Two groups of children with developmental dyslexia were treated over a period of four months. Fourteen children received visual hemisphere-specific stimulation (VHSS) and 11 children were treated with a customary, reading-focused training programme (RT). Reading performance was investigated before and after treatment, as were spelling abilities, phonemic awareness and verbal memory. Improvement in reading accuracy was significantly greater in the VHSS group than in the RT group. Significant improvements were also observed for memory and phonemic skills. The results were compared to existing data on spontaneous reading development. The better results after single-hemisphere stimulation (VHSS) are discussed in terms of the specific characteristics of the treatment, and of the possible contributions of visual-spatial attention, memory functions and phonemic awareness.

Acknowledgments

The research project described in this article was supported by the Ministry of Health and CNR Italy, and by the “Amici della Pediatria” Association of Bergamo Hospital.
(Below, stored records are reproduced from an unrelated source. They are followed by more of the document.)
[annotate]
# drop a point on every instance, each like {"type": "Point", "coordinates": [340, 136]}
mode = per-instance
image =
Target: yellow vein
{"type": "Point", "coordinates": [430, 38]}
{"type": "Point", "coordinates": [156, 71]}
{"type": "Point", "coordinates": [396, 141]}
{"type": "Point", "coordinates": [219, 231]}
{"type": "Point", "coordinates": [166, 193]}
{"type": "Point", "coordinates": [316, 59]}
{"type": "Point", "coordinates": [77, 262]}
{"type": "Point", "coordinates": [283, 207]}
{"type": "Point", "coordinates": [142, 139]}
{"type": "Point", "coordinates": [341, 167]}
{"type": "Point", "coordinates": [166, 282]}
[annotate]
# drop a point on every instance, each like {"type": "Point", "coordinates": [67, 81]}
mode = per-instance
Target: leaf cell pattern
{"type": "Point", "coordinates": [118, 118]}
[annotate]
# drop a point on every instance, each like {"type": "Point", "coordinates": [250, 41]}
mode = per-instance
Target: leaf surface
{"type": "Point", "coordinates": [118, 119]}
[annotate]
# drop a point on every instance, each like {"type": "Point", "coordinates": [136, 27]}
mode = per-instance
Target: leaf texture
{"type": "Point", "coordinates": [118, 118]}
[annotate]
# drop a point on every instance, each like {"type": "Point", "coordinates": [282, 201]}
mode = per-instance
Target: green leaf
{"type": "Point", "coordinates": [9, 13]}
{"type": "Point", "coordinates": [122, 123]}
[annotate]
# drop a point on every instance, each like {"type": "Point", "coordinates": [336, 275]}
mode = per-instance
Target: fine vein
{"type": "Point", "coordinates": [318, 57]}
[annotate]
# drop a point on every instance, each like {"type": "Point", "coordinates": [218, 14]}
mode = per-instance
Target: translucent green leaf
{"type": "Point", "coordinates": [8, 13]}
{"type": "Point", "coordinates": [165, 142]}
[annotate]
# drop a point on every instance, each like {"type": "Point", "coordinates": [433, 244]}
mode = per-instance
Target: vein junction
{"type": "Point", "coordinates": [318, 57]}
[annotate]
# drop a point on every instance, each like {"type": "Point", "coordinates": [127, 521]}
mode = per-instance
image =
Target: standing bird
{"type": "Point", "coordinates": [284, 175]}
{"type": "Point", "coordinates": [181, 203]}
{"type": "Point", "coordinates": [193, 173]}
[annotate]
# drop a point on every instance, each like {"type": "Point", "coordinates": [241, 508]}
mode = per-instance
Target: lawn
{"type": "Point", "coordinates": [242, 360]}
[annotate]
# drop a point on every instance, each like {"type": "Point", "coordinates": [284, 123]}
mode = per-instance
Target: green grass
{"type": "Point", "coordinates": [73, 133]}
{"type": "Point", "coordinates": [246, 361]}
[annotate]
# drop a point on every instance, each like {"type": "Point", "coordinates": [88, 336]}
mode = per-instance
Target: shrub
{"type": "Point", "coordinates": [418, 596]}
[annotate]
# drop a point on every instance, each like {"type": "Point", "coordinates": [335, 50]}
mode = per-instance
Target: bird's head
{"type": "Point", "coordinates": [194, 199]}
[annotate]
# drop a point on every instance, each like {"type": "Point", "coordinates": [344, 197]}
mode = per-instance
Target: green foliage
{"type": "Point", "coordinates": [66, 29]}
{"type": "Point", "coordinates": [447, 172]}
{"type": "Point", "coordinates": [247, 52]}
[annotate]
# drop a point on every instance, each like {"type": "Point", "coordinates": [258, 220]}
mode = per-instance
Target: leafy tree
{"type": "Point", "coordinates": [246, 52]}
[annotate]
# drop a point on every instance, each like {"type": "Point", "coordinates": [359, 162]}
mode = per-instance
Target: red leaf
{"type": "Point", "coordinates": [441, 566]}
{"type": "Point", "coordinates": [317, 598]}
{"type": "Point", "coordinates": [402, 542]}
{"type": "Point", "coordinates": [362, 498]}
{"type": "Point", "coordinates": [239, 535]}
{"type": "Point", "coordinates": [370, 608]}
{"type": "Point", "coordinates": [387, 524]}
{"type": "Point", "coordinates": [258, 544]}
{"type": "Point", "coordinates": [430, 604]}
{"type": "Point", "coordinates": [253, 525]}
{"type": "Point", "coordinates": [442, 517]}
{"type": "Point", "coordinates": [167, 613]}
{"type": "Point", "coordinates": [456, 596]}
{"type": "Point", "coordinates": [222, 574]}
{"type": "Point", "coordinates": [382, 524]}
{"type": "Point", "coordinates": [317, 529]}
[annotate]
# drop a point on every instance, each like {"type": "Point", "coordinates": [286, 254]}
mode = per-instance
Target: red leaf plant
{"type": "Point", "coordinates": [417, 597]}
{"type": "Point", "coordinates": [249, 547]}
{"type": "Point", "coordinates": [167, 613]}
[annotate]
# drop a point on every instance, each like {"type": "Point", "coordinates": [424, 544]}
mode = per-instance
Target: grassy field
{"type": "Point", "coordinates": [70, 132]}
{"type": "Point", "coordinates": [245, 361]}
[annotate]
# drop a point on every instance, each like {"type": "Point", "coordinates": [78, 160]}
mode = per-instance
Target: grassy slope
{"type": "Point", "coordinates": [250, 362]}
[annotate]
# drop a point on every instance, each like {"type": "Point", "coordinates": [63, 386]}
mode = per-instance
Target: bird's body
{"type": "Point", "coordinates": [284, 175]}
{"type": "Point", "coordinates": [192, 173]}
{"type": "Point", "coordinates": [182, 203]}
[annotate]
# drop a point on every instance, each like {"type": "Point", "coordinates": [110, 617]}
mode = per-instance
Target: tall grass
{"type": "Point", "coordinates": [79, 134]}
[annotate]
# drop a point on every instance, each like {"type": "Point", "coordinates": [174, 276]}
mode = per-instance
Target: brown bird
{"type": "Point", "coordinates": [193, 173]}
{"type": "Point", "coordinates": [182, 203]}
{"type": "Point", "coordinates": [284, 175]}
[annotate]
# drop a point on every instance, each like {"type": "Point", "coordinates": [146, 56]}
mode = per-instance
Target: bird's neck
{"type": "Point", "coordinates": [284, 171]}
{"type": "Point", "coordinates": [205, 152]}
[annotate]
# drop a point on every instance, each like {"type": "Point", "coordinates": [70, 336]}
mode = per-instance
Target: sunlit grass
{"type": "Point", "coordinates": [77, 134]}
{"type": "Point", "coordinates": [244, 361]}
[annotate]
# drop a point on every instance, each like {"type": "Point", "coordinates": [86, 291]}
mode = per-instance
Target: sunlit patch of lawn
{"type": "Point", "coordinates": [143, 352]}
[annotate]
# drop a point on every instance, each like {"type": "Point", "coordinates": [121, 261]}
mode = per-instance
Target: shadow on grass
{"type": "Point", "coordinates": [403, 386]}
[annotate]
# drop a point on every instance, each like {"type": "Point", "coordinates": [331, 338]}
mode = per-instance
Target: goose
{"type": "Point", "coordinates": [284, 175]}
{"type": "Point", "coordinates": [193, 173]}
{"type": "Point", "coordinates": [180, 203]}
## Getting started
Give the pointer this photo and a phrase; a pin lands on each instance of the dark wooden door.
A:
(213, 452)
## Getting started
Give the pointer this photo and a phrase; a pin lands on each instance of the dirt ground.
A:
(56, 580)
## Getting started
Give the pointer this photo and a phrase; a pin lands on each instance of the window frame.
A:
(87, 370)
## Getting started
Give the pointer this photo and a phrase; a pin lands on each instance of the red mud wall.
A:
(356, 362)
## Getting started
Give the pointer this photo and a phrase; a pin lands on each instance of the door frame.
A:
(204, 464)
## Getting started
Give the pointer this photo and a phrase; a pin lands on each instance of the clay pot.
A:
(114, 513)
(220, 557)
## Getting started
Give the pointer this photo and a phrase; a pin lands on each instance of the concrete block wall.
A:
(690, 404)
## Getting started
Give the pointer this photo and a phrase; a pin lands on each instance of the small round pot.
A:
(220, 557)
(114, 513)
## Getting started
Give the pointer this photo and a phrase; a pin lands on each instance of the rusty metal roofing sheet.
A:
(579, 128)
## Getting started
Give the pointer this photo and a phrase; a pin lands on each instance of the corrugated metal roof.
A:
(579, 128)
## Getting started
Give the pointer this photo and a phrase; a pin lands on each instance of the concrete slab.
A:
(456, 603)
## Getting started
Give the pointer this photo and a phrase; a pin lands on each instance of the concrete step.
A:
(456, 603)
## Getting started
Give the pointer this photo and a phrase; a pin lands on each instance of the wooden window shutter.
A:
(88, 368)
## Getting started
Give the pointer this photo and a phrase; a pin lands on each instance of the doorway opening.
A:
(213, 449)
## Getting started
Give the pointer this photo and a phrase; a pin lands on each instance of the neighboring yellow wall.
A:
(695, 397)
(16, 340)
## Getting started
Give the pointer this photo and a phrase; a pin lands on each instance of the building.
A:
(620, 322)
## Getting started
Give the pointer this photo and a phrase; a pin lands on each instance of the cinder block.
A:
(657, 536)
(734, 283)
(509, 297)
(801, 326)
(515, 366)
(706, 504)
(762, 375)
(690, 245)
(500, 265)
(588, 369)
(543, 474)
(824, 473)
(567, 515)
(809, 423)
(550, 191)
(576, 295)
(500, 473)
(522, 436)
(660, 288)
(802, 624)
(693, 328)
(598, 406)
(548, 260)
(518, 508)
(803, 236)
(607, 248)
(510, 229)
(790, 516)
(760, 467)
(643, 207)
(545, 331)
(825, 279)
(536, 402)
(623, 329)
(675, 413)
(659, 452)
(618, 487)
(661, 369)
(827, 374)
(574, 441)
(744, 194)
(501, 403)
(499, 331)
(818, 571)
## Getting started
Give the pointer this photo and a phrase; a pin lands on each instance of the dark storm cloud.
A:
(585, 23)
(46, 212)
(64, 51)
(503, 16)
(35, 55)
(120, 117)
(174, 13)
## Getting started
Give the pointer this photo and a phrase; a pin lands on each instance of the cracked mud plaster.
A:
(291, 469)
Special thanks go to the speech therapists at the Institute “E. Medea” and of Bergamo Hospital for their valuable collaboration in the project. The authors are very grateful to Anke Bouma, Dirk Bakker and Reint Geuze for their thoughtful suggestions, and to Robert Bakker, BC, Canada, who kindly checked the text for English style and spelling.

Notes

Note that the presence (for the VHSS group only) of a significant correlation between improvement in phonemic awareness and in non-word spelling suggests that the significant interaction found for the global phonemic awareness score did not simply depend on regression to the mean for the VHSS group but represented a real change in underlying skills.